O Cap. V, que trata da Educação, Cultura, Esporte e Lazer dá um banho nesses paisinhos mixurucas tipo Dinamarca, Noruega, Suíça. Vejam isto, cidadãos ingratos, maledicentes: “Os idosos participarão das comemorações de caráter cívico ou cultural, para transmissão de conhecimentos e vivências às demais gerações, no sentido da preservação da memória e da identidade culturais”.

Gostei especialmente da “transmissão de conhecimentos e vivências”, que quer dizer que prestamos para alguma coisa, muito embora não seja essa a percepção, eu diria, da maioria das pessoas jovens que nos tratam, umas com arrogância, outras com aquele infantilismo crônico e emburrecido que pespegava os pimpolhos das priscas eras que bem longe vão.

Disseram-me por alto que nosso Estatuto é tão progressista que até constaria cláusula de adoção, mas infelizmente não achei. Como já escrevi aqui, aos 50 já sonhava com a possibilidade futura de ser adotado, tal como fazem com as crianças, imaginando-me num lugar tipo internato, à espera de um casal simpático (rico, de preferência), em polvorosa junto a outros velhinhos, roendo as unhas pela ansiedade em descobrir qual de nós seria o felizardo.

— Aquele ali, branquinho, baixinho e barrigudinho, que gracinha, diria a esposa maravilhada ao marido apático, referindo-se a mim. E eu, como se as artrites e artroses fossem tônicos musculares, sairia correndo feito um desesperado, dando pulos de alegria ante a visão de expectativas maravilhosas, de brinquedos sensacionais, talvez até um aparelho de surdez com 8 gigas de ram e HD de 1 tera.

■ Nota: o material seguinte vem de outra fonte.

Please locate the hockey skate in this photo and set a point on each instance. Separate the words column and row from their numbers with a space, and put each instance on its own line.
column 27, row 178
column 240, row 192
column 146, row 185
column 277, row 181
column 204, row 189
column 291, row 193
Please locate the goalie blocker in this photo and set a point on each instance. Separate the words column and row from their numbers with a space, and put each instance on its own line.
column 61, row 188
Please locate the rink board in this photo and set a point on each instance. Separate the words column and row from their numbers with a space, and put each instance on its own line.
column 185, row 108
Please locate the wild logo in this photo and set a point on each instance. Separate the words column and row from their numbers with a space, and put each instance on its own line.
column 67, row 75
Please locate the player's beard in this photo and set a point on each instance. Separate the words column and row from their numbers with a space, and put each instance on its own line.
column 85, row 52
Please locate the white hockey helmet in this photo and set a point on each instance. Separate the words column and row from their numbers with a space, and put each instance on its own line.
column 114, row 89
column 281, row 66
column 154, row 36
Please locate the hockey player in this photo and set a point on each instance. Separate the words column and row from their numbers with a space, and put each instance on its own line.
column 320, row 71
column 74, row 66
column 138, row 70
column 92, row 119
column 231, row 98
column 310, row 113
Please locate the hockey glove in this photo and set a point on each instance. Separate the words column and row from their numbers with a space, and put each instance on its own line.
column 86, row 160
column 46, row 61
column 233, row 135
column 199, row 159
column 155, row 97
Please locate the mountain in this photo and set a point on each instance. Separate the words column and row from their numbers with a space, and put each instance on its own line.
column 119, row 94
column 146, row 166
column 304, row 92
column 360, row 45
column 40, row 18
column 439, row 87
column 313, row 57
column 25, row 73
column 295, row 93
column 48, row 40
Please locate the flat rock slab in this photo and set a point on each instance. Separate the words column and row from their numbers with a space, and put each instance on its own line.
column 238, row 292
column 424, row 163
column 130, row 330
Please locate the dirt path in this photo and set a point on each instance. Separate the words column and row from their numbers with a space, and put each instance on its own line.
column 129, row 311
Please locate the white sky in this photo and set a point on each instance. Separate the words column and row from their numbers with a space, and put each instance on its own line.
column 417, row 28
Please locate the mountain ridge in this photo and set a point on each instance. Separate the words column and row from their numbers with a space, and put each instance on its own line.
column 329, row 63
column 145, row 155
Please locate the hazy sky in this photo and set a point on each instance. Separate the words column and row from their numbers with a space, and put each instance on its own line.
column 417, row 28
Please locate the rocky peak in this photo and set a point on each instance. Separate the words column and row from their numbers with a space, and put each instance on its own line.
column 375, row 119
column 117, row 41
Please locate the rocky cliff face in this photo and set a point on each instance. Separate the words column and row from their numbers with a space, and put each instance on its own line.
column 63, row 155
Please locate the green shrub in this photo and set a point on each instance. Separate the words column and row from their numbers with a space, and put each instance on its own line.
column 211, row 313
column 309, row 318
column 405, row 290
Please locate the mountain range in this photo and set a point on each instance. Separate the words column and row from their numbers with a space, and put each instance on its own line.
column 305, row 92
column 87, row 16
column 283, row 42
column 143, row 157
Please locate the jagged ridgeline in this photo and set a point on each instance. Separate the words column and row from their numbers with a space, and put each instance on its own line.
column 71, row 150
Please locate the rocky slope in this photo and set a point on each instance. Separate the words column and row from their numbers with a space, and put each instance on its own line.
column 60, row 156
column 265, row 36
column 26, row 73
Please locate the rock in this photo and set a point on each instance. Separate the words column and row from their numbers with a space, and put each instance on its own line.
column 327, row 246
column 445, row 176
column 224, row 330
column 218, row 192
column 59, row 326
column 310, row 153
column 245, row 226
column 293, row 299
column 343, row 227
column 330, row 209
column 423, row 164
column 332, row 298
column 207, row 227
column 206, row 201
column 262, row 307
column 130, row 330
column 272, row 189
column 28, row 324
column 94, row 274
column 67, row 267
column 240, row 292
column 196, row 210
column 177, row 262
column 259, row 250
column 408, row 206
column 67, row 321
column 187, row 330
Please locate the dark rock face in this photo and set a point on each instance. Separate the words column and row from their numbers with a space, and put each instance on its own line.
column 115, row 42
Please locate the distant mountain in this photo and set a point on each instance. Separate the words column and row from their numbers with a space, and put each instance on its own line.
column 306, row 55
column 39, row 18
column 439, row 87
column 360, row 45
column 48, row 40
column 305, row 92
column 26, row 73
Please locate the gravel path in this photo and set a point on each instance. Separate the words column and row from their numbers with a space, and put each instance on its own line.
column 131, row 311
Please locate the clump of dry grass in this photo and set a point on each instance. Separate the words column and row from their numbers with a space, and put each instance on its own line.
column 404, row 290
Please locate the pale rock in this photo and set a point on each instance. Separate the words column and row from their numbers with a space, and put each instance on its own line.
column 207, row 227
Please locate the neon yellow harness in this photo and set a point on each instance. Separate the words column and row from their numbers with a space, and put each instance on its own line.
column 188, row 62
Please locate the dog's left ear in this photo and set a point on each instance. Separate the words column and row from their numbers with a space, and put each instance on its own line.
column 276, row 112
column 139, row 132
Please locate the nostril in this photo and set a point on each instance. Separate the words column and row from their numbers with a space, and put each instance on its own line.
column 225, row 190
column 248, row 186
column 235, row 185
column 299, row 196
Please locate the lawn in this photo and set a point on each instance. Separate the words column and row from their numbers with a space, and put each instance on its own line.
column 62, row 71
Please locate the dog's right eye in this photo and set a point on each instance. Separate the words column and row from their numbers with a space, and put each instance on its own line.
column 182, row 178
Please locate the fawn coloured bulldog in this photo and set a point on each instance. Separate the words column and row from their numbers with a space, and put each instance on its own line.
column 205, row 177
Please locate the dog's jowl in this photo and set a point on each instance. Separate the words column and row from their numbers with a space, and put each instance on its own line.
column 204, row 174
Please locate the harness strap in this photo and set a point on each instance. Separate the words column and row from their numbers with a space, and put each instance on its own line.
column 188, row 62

Justiça se faça ao atendimento preferencial nos bancos, que funciona (sem ironia, acredite). Dia destes até me surpreendi ao pegar uma senha para atendimento no Banco do Brasil de São José do Calçado. Havia umas 20 pessoas aguardando, razão pela qual calculei que mesmo com a prerrogativa da preferência, teria de aguardar alguns minutos. Saquei meu smartphone e nem bem reiniciei a leitura de “Padre Cícero”, de Lira Neto, a musiquinha no painel anunciou meu número. Levantei-me e passeei os olhos por cima das cabeças esperantes com um pequeno frêmito de desagravo por quantos ali nem se dão ao trabalho de pensar sobre a bênção que é poder envelhecer.